Parthenope

Partehenope
Partehenope

di Paolo Sorrentino; con Celeste Dalla Porta, Silvio Orlando, Gary Oldman, Stefania Sandrelli, Luisa Ranieri, Dario Aita, Daniele Rienzo, Isabella Ferrari, Peppe Lanzetta, Biagio Izzo, Italia- Francia, 2024, durata 136 minuti.

Parthenope ha gli occhi e le stupende movenze di Celeste Dalla Porta di cui seguiamo il percorso dalla nascita alla vecchiaia. La sua storia coincide, in tutto o in parte, con quella della città in cui è nata e a cui deve il nome. Scandita da tappe temporali - 1950, 1968, 1973, 1975 e così via - che sono al contempo tappe esistenziali, la storia si muove per fasi giustapposte, la nascita in acqua, l’acerba adolescenza, la giovinezza, la prima maturità e poi, con una profonda cesura, la vecchiaia.

La protagonista è sempre lei Parthenope, la donna e la città, in una sovrapposizione di ruoli e di situazioni che consentono a Sorrentino di raccontare di una per parlare dell’altra, bella e inafferrabile, bella e irraggiungibile, ma anche sordida e malata, desiderata e agognata, temuta e odiata. Lo sprezzante discorso che pronuncia Greta Cool/Luisa Rainieri, sciantosa diva d’altri tempi che dopo una lunga assenza ritorna a Napoli per una strapagata serata danzante, offre a Sorrentino l’occasione per fare i conti in maniera inequivocabile con la sua città, da un lato rimpianta e dall’altra rinnegata, amata e odiata allo stesso tempo.

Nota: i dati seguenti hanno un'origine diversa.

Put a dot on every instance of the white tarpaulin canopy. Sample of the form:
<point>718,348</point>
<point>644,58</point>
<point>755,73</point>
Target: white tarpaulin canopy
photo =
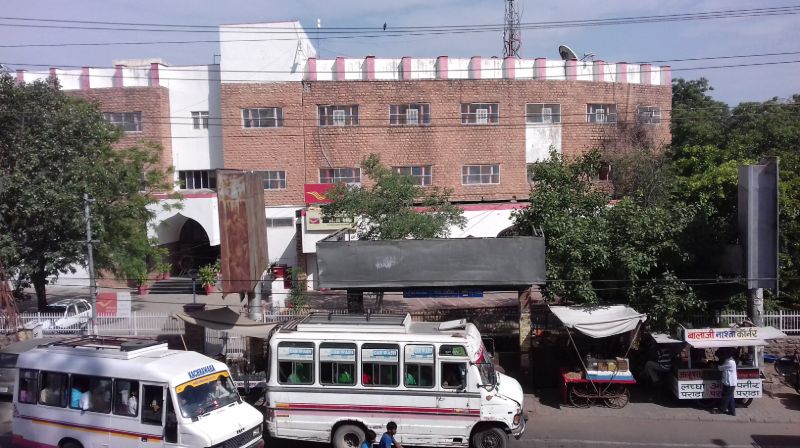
<point>599,321</point>
<point>225,319</point>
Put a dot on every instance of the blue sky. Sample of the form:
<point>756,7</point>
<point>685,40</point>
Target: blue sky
<point>632,43</point>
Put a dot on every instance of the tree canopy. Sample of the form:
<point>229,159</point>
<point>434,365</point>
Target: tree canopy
<point>393,205</point>
<point>53,149</point>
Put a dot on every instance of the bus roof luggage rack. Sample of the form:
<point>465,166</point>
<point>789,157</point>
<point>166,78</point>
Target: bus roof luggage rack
<point>393,323</point>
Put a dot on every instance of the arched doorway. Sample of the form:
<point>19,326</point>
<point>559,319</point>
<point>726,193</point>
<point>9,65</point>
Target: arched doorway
<point>192,249</point>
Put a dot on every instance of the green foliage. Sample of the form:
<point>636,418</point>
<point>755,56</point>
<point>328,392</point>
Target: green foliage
<point>53,149</point>
<point>626,253</point>
<point>386,210</point>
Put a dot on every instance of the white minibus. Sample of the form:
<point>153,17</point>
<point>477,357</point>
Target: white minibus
<point>96,391</point>
<point>332,377</point>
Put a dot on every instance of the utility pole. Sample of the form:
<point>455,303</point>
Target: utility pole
<point>90,264</point>
<point>512,36</point>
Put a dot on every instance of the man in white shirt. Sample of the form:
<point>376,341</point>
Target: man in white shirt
<point>729,380</point>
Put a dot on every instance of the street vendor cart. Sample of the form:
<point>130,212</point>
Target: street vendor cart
<point>601,378</point>
<point>698,378</point>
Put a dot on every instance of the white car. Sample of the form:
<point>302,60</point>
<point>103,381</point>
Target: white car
<point>67,314</point>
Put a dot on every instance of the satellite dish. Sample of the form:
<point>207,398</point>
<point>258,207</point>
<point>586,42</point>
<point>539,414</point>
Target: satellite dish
<point>566,53</point>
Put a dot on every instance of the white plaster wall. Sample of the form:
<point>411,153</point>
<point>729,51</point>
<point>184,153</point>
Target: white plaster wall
<point>100,78</point>
<point>167,223</point>
<point>194,88</point>
<point>491,68</point>
<point>458,68</point>
<point>387,69</point>
<point>554,70</point>
<point>265,52</point>
<point>423,68</point>
<point>538,140</point>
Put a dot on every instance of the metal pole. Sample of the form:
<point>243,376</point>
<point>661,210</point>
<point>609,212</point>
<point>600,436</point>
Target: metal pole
<point>90,262</point>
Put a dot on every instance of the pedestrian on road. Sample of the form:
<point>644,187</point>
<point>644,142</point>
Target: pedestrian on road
<point>729,380</point>
<point>387,440</point>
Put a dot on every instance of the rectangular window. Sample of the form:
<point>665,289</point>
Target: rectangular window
<point>418,360</point>
<point>90,393</point>
<point>280,222</point>
<point>265,117</point>
<point>543,113</point>
<point>336,175</point>
<point>480,174</point>
<point>338,115</point>
<point>126,397</point>
<point>152,405</point>
<point>480,113</point>
<point>274,180</point>
<point>28,386</point>
<point>380,364</point>
<point>128,121</point>
<point>337,364</point>
<point>414,114</point>
<point>648,114</point>
<point>422,174</point>
<point>197,180</point>
<point>200,120</point>
<point>53,389</point>
<point>296,363</point>
<point>601,113</point>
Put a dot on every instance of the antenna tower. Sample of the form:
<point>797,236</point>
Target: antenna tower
<point>512,37</point>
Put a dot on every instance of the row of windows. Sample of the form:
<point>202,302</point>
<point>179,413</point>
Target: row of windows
<point>380,365</point>
<point>414,114</point>
<point>276,180</point>
<point>94,394</point>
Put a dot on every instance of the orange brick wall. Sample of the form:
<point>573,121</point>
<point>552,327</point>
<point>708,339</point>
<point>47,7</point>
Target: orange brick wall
<point>301,147</point>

Ed anche il film di Sorrentino è così, lo si ama e odia allo stesso tempo, superlativo nel raccontare il prof. Marotta/Silvio Orlando e il suo rapporto con Parthenope/Celeste, intenso nel tratteggiare il personaggio di Greta Cool e della Parthenope/Sandrelli della vecchiaia, melenso, pretenzioso e irrisolto nelle altre parti, con dialoghi che sembrano costruiti con frasi prese a prestito dai biscotti della fortuna dei ristoranti cinesi o le lunghe carrellate orizzontali su corpi di uomini e donne che paiono spot di canottiere e mutande, in un profluvio di primi piani e ralenti tanto inspiegabili quanto inutili in un tentativo, fallito, di consolidare il tenue filo rosso che tiene legata la storia.

Molti sbadigli, troppe ripetizioni (con il brano di Cocciante “Era già tutto previsto” ripetuto addirittura due volte, come se lo spettatore fosse uno scemo totale e il concetto andasse rispiegato) e qualche soprassalto, in realtà dovuto più allo stupore e all’incredulità che al piacere della visione. Poi, qua e là, Sorrentino sembra risvegliarsi e spunta una sequenza degna di nome. Il resto affonda in un lungo brodo senza sapore e con troppe pretese, una noia.